Chapman University's research on aging and skill development appears as the lead article in the latest issue of American Journal of Physical Anthropology. The study, called "Skill Ontogeny Among Tsimane Forager-Horticulturalists," provides the most complete analysis to date of skill development in a traditional society. The results show that most skills essential to Tsimane survival are acquired prior to first reproduction, and then develop further to meet the increasing demands of offspring. As adults continue to age beyond their reproductive years, despite physical frailty setting in, they are often regarded as experts - such as in music and storytelling.
The research was conducted on the Tsimane--an indigenous population of about 15,000, who live in the Bolivian Amazon and depend on hunting, fishing, and gardening for their survival.

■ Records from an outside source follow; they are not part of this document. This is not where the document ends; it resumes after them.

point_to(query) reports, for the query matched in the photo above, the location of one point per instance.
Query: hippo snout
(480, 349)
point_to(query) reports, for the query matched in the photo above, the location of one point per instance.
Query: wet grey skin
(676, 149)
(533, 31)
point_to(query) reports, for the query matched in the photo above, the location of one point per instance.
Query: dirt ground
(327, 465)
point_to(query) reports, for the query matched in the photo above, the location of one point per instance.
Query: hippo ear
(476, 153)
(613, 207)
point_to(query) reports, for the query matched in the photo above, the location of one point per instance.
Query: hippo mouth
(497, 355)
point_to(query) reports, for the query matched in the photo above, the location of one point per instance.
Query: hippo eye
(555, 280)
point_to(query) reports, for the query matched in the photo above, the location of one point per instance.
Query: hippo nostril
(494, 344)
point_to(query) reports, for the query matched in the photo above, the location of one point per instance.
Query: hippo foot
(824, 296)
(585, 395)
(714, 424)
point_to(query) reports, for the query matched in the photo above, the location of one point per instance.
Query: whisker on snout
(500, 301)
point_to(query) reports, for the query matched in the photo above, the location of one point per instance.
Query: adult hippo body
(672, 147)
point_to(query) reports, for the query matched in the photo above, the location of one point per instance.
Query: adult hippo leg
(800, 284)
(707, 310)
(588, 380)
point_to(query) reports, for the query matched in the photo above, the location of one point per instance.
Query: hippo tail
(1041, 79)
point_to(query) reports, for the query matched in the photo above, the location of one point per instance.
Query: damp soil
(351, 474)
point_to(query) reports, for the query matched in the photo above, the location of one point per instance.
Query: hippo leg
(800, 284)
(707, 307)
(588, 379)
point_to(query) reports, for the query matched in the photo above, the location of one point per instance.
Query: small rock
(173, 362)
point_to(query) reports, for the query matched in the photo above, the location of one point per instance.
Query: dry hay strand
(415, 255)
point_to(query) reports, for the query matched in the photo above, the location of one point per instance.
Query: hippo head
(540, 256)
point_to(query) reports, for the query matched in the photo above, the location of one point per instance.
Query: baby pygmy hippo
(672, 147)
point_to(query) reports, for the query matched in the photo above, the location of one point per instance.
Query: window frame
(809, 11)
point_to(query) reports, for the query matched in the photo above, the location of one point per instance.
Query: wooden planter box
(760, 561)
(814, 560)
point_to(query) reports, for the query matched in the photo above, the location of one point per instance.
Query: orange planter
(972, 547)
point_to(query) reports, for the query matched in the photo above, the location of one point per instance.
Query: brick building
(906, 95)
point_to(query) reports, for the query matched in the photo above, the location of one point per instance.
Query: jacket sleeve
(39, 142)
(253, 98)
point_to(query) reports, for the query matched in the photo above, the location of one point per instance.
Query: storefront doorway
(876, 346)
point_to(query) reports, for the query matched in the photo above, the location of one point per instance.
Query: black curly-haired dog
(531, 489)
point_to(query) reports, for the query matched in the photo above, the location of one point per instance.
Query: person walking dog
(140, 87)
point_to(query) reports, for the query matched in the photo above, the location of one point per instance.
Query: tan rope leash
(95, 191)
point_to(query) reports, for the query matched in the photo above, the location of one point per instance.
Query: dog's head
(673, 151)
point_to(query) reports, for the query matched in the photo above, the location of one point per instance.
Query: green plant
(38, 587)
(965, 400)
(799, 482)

"Scientists have long wondered why our lifespans include an extended post-reproductive phase; the lifespans of our fellow primates, mammals and other species on the planet generally terminate once their reproductive business is over," said Eric Schniter, Ph.D., clinical assistant professor, in Chapman University's Economic Science Institute in the Argyros School of Business and Economics, and lead author on the study. "While most skill development studies have focused on subsistence skills like hunting, we wanted to examine the wider range of complementary skills that develops among aging humans."
According to the findings, older adults might be the go-to providers of many important services needed in human communities. In the field, the researchers interviewed 421 Tsimane adults across eight villages in the Bolivian Amazon and found that when it comes to many of the skills requiring lots of knowledge - but not necessarily high-strength--such as music, storytelling, making bows and arrows, and textile production, seniors in the community report the most proficiency and are regarded by others as most expert.
While older folks, freed up from the primary responsibilities of feeding a brood, compensate for their increasing frailty by remaining productive with low-strength skills that complement their extended family's production, the extra time needed to focus on complementary skills is one possible factor explaining their expertise. But what impressed Schniter and his fellow researchers is that many of the skills older adults excel in also have a pedagogical component: they involve transferring conceptual and procedural knowledge to youngsters so that they might also someday develop the necessary abilities for life in a society dependent on interpersonal exchanges of resources acquired through hunting, fishing, and gardening.
"It shows that many important cultural skills, and not just food production like previously argued, take a long time to learn; and that not all abilities peak in middle adulthood as previously thought," Schniter says. "In (Tsimane) society people have an appreciation for that and they defer those roles to older adults."
The study leads to possible implications for industrialized societies and economies, too. Along with the skills specific to life in their traditional subsistence society in the Amazon, seniors were the age group that excelled most at planning, conflict negotiation, and delegation.
"Those are prized talents in any economy; so if baby boomers delay retirement, as some economists predict, it might behoove employers to better deploy them," says Schniter.